Here is a quick list of my top 10 reads this last year in no particular order. These were the books that made me want to sit on my couch, turn off the phone, and ignore my to-do list.
1. A Tree Grows in Brooklyn: Betty Smith
This book really surprised me because though the setting is Brooklyn in the early 1900's right before World War 1, the writing and the approach to the topics seem surprisingly contemporary. Betty Smith's fairly autobiographical look at poverty and hope in a Brooklyn neighborhood is frank in its approach to love, sex, relationships, and issues of class. Though told in third person, this novel's main focus is Francie Nolan, who loves the library and school and sees education as a way out of her circumstances.
2. Hold Me Closer, Necromancer: Lish McBride
I had high hopes for this book based on the title (and the Sherman Alexie shout out on the cover) and I wasn't disapointed. This was a fun, funny, and addictive beginning to a series set in Seattle (but a Seattle teaming with supernatural folks).
3. One Day: David Nicholls
This novel plays out in some ways you might guess and in other ways you might not, but perhaps because I'm about the same age as Dex and Em, the main characters, this story evoked a lot of nostalgia, some out-and-out belly laughs, and a few tears.
4. I Capture the Castle: Dodie Smith
I can't tell you exactly why I found this book so charming and compellingly readable but I did. Though it was written in 1948 (and it's definitely set between the wars), the voice of the main character, Cassandra, is shockingly contemporary. Though the novel is filled with a vast array of eccentric characters including the castle that Cassandra and her family live in, it's the character of Cassandra and her mix of savvy and innocence that really kept me reading.
5. The Absolutely True Diary of a Part-Time Indian: Sherman Alexie
Sherman Alexie's wonderful novel is just one more example of young adult fiction kicking the a** out of most adult fiction these days. This is the story of Junior, who decides to leave the Rez and his only friend, Rowdy, to attend an all white school 22 miles away.
6. The Shadow Catcher: Mariane Wiggins
Woven in and out of two narratives (one present/one past) are Wiggin's reflections on the call of wanderlust, of wide open American spaces, of the power and limitations of photography, and the effects of absent fathers.
7. The Kind One: Tom Epperson
I picked this novel up from a bargain table at Border's because the author, Tom Epperson, had co-written the script for One False Move, a movie that still haunts me to this day. According to the back of the book, this novel is "soon to be a major motion picture" but it's already quite cinematic . . . in a good way, not in a film script-y kind of way (where you hear the plot creaking)
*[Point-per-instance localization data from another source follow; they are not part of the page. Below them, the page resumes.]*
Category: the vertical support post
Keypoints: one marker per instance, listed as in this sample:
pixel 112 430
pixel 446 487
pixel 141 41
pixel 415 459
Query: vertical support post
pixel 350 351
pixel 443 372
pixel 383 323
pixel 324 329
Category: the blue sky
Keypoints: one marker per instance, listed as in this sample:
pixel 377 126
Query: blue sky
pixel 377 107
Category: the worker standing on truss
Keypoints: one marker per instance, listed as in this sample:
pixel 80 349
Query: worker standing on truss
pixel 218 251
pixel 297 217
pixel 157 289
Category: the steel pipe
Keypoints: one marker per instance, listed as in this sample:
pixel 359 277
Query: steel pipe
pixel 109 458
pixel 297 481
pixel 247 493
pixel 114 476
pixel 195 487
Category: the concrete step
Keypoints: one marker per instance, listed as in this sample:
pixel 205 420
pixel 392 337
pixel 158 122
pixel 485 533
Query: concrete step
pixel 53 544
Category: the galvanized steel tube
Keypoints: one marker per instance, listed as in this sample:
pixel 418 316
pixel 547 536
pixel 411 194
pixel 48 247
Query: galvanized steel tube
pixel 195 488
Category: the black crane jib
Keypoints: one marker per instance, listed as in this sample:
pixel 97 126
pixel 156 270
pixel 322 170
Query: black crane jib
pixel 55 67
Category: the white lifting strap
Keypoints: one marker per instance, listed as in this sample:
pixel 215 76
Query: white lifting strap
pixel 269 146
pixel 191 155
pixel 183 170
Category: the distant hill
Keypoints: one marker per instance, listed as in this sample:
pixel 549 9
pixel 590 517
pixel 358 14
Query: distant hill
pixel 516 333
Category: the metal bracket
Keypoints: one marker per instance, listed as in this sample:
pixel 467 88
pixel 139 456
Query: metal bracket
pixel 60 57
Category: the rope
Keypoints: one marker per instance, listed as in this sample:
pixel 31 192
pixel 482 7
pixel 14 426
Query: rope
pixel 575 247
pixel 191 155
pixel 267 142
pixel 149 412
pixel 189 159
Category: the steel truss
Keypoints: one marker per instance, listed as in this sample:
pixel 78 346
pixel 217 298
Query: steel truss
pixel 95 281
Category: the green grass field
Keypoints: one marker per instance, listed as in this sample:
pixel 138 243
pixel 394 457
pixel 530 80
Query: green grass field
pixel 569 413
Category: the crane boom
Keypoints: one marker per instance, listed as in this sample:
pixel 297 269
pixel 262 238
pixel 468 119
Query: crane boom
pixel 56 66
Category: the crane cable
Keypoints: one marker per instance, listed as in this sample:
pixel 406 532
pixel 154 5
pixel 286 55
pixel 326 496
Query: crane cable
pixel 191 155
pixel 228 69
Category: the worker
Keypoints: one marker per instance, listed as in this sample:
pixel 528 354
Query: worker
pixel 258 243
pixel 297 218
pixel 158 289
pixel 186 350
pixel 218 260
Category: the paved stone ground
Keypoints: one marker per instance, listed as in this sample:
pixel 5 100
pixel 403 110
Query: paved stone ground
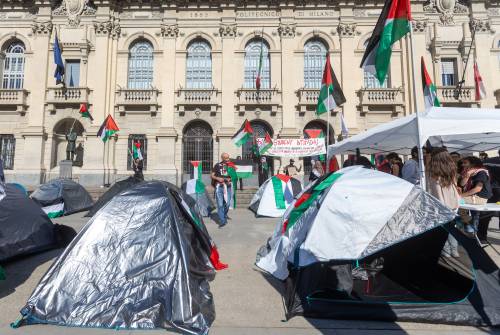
pixel 246 301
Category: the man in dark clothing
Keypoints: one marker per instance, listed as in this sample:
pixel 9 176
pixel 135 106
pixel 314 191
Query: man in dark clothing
pixel 221 181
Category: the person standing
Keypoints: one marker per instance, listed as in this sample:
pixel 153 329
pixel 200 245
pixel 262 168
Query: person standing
pixel 442 185
pixel 221 181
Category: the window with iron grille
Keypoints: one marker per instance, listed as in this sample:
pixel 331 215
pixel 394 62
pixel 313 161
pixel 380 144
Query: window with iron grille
pixel 197 146
pixel 140 65
pixel 252 59
pixel 7 151
pixel 13 66
pixel 314 63
pixel 199 65
pixel 449 71
pixel 132 139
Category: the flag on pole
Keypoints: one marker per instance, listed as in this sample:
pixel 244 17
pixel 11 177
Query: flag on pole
pixel 392 25
pixel 258 79
pixel 430 92
pixel 108 128
pixel 478 81
pixel 268 143
pixel 59 74
pixel 84 112
pixel 330 95
pixel 197 169
pixel 137 154
pixel 243 135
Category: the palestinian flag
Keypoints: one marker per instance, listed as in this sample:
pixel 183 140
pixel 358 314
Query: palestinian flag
pixel 268 143
pixel 330 95
pixel 478 81
pixel 137 154
pixel 393 24
pixel 54 211
pixel 108 128
pixel 430 92
pixel 243 135
pixel 197 169
pixel 84 112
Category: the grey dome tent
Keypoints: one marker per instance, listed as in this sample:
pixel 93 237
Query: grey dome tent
pixel 117 188
pixel 143 261
pixel 362 244
pixel 24 227
pixel 62 197
pixel 196 190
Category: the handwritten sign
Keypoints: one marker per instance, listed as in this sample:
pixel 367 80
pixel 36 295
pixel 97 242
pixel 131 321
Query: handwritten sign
pixel 295 147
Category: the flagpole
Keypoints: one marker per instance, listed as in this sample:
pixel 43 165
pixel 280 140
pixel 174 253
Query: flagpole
pixel 415 108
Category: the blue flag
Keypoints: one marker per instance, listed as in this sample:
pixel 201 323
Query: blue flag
pixel 59 62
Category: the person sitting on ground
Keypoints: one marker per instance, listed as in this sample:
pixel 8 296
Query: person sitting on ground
pixel 291 170
pixel 411 169
pixel 476 186
pixel 442 185
pixel 317 171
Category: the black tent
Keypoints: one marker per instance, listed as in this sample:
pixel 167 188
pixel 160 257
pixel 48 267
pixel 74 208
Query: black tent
pixel 117 188
pixel 144 261
pixel 24 227
pixel 62 197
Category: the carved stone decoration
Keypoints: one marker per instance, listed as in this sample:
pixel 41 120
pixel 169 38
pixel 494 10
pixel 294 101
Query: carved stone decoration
pixel 170 31
pixel 287 30
pixel 228 30
pixel 42 28
pixel 347 29
pixel 419 26
pixel 481 26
8. Boneshaker: Cherie Priest
In this steampunk novel (my first), there are zombies (or rotters), airships, and lots of fascinating weapons as well as a mother and son who are both brave but flawed.
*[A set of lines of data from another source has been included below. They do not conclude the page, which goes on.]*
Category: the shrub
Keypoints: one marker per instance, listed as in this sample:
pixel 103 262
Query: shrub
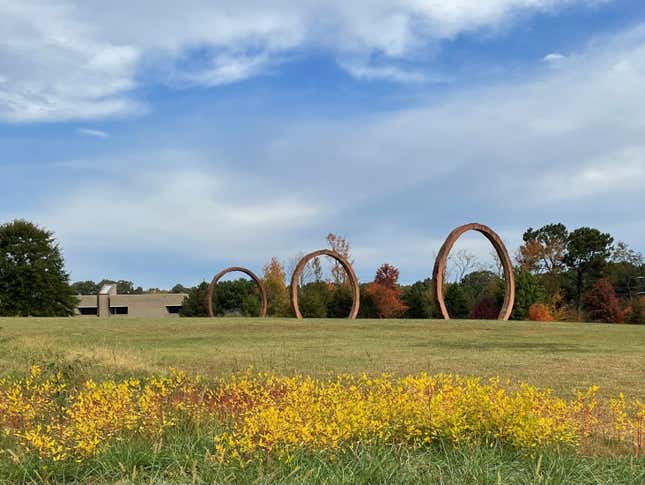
pixel 455 300
pixel 539 312
pixel 528 290
pixel 601 303
pixel 386 300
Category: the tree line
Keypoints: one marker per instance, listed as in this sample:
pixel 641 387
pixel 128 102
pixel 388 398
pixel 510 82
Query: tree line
pixel 560 275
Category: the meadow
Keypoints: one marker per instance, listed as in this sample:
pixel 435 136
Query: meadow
pixel 133 356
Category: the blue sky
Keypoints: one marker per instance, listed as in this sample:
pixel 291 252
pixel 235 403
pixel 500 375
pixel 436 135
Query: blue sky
pixel 161 142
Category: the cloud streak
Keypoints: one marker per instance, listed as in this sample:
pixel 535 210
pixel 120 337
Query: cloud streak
pixel 81 60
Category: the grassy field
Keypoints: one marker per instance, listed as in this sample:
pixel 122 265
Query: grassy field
pixel 563 356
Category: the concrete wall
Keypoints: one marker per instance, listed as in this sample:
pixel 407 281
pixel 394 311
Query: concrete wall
pixel 148 305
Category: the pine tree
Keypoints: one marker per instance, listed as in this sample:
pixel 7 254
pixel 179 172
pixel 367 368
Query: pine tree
pixel 33 281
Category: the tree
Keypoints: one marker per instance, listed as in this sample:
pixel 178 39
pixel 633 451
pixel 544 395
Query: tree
pixel 385 293
pixel 479 285
pixel 539 312
pixel 543 249
pixel 33 281
pixel 624 269
pixel 528 291
pixel 179 288
pixel 340 301
pixel 455 301
pixel 233 298
pixel 464 261
pixel 342 247
pixel 486 309
pixel 125 287
pixel 275 285
pixel 419 299
pixel 543 253
pixel 586 254
pixel 85 287
pixel 194 305
pixel 387 275
pixel 601 303
pixel 313 299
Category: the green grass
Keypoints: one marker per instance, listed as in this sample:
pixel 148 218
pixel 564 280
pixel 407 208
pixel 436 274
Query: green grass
pixel 564 356
pixel 183 460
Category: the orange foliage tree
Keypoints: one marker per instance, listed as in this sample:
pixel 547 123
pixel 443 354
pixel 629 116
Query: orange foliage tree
pixel 601 303
pixel 275 285
pixel 539 312
pixel 385 293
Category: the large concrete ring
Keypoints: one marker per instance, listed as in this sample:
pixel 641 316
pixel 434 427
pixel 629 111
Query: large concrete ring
pixel 496 241
pixel 346 266
pixel 216 278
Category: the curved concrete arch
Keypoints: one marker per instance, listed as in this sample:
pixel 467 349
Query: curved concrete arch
pixel 218 276
pixel 346 266
pixel 496 241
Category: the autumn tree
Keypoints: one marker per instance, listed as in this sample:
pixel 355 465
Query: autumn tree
pixel 528 291
pixel 543 249
pixel 385 293
pixel 275 285
pixel 601 304
pixel 586 255
pixel 419 299
pixel 543 254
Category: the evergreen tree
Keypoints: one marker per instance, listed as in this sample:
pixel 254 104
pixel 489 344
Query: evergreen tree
pixel 587 252
pixel 419 300
pixel 33 281
pixel 194 305
pixel 85 287
pixel 528 290
pixel 456 302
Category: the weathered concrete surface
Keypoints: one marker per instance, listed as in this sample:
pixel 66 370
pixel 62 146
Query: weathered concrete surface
pixel 496 241
pixel 346 266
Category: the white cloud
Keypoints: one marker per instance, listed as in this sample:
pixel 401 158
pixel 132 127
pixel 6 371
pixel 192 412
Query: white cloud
pixel 178 205
pixel 93 132
pixel 79 59
pixel 554 57
pixel 361 70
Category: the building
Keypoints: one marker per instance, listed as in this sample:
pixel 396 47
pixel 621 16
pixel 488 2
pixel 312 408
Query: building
pixel 110 304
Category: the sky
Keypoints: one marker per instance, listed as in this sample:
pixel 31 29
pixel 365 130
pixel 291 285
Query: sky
pixel 162 141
9. Garnethill: Denise Mina
A gritty Scottish thriller that was hard to put down. After a night of drinking, Maureen O'Donnell stumbles home to her apartment in a tough neighborhood in Glasgow, passes out, and wakes up to find her boyfriend Douglas tied to a chair in the living room with his throat slashed. Things just go downhill from there.
10. She Got Off the Couch: Haven Kimmel
More tales from Mooreland, Indiana . . . population 320 (or so).